Getting unnotarized apps out of quarantine

Apple wants those using Catalina and Big Sur to use apps from itself, obtained from its App Store, or – if you must – those from third-party developers which are notarized. Apps which you download from those third-parties normally gain a quarantine flag, so that they undergo full first run checks by Gatekeeper. When you then try to open one, macOS displays a dialog intended to check that you really do want to open it.


Click on the Open button and the quarantine flag will be cleared, and the app will open normally thereafter. This also applies to apps which you transfer between Macs using AirDrop, which isn’t considered to be fully secure.


Note that both of these contain the key sentence “Apple checked it for malicious software and none was detected”, which confirms that its notarization has been checked successfully.

Apps moved using iCloud don’t gain a quarantine flag, though, so don’t undergo the same thorough first run checks.


If the app you’ve downloaded hasn’t been notarized, macOS gets a bit more awkward about opening it. Attempting to double-click the app to open it will be met with refusal. You can then either use the General tab in the Security & Privacy pane to instruct macOS to ignore its lack of notarization and open the app, or you can use the Finder’s Open command to do the same.


You’re then offered a final dialog in which you can proceed to open your app.



What happens to that app in macOS is also a two-step process, involving notarization and other checks which are performed before the first and refusing dialog, and a streamlined approval process for the second dialog.

On both occasions, LaunchServices and RunningBoard are quickly fired up and start to launch the app, which is then suspended for its security checks. Because the app has a quarantine flag set, it is then translocated to a hidden temporary folder to ensure that it can’t pull any tricks which rely on it knowing where it has been launched from.

Before the first dialog can be displayed, several checks have to be completed. These include checking its executable code using hashes, determining whether it has been notarized, and checking any signature to see whether its developer certificate has been revoked. It also undergoes a scan by XProtect, to determine if it is known malware. Several of these are common to all executable code when it’s loaded in these recent versions of macOS, and detailed here.

Hash and signature checks are performed remotely with Apple’s online services when they’re available. When those services can’t be reached, for example if your Mac isn’t connected to the internet, those checks are skipped. For notarized apps, this relies on their ‘ticket’ being ‘stapled’ to the app. That isn’t always possible with other notarized code, which may rely on macOS being able to look its ticket up with Apple. If that isn’t possible on its first run, the code may be treated as unnotarized.

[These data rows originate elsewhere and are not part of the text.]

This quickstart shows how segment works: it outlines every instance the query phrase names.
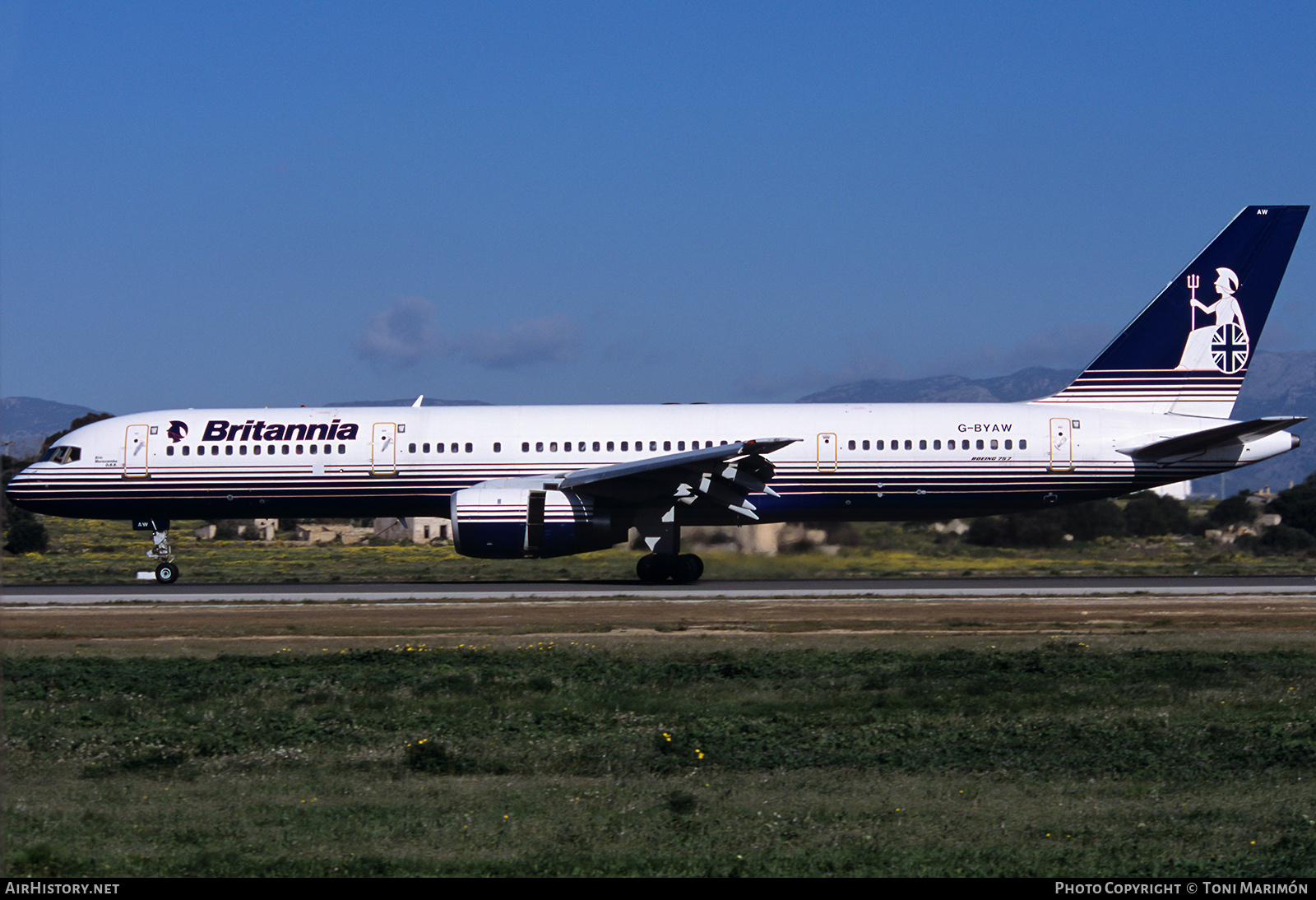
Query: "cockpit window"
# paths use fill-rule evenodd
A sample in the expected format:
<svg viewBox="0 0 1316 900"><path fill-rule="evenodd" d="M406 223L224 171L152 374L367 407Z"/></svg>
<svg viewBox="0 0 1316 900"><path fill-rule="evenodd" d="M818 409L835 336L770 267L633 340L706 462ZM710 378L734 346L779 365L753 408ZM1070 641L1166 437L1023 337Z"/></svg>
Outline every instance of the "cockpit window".
<svg viewBox="0 0 1316 900"><path fill-rule="evenodd" d="M50 447L37 462L70 463L82 459L82 447Z"/></svg>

You can examine whether ticket lookup was attempted, and is successful, by looking for log entries from such as
CKTicketStore network reachability: 1, Wed Nov 18 15:03:29 2020
which confirms Apple’s service could be reached. Failure to obtain a notarization ticket is then reported as ticket not available: <private> completing lookup: <private>, 3 MacOS error: 3 Error checking with notarization daemon: 3

Armed with the information that this app has its quarantine flag set but hasn’t been notarized, announces its decision:
App gets first launch prompt because responsibility: <private>, <private>
GK eval - was allowed: 0, show prompt: 1

As there’s no option for the user to press ahead and open the app, it’s then terminated: Terminating process due to Gatekeeper rejection: 860, <private>
ASP: Security policy would not allow process: 860, /Users/hoakley/Downloads/

and LaunchServices and RunningBoard then remove the app.

The second time around, after LaunchServices and RunningBoard do their preparatory work, knows from the security databases that this app has only recently undergone full checks:
Code already evaluated, using results.
scan returning quickly for code: PST: (vuid: A170B5D8-7895-423E-94C3-3D161CB4D4B6), (objid: 6136628), (team: QWY4LRW926), (id: (null)), (bundle_id: (null))
App gets first launch prompt because responsibility: <private>, <private>
GK eval - was allowed: 0, show prompt: 1

Once the user makes the final approval for the app to run, the quarantine flag is cleared and launch is allowed to proceed: updateQuarantineFlags: finished for identifier=0FAEF941-87E0-4F12-B071-7DB851F4E23E, path=<private> Marked application as user approved: 1, PST: (vuid: A170B5D8-7895-423E-94C3-3D161CB4D4B6), (objid: 6136628), (team: QWY4LRW926), (id: (null)), (bundle_id: (null)) Clearing Gatekeeper denial breadcrumb: PST: (vuid: A170B5D8-7895-423E-94C3-3D161CB4D4B6), (objid: 6136628), (team: QWY4LRW926), (id: (null)), (bundle_id: (null))

This final log entry refers to the “denial breadcrumb” which was set during the first pass through the clearance process. This appears to be located in one of the security databases, and isn’t reflected in any change in the quarantine flag or other extended attributes of the app.

Log information is here taken from macOS 11.0.1 (release) running on an Intel Mac.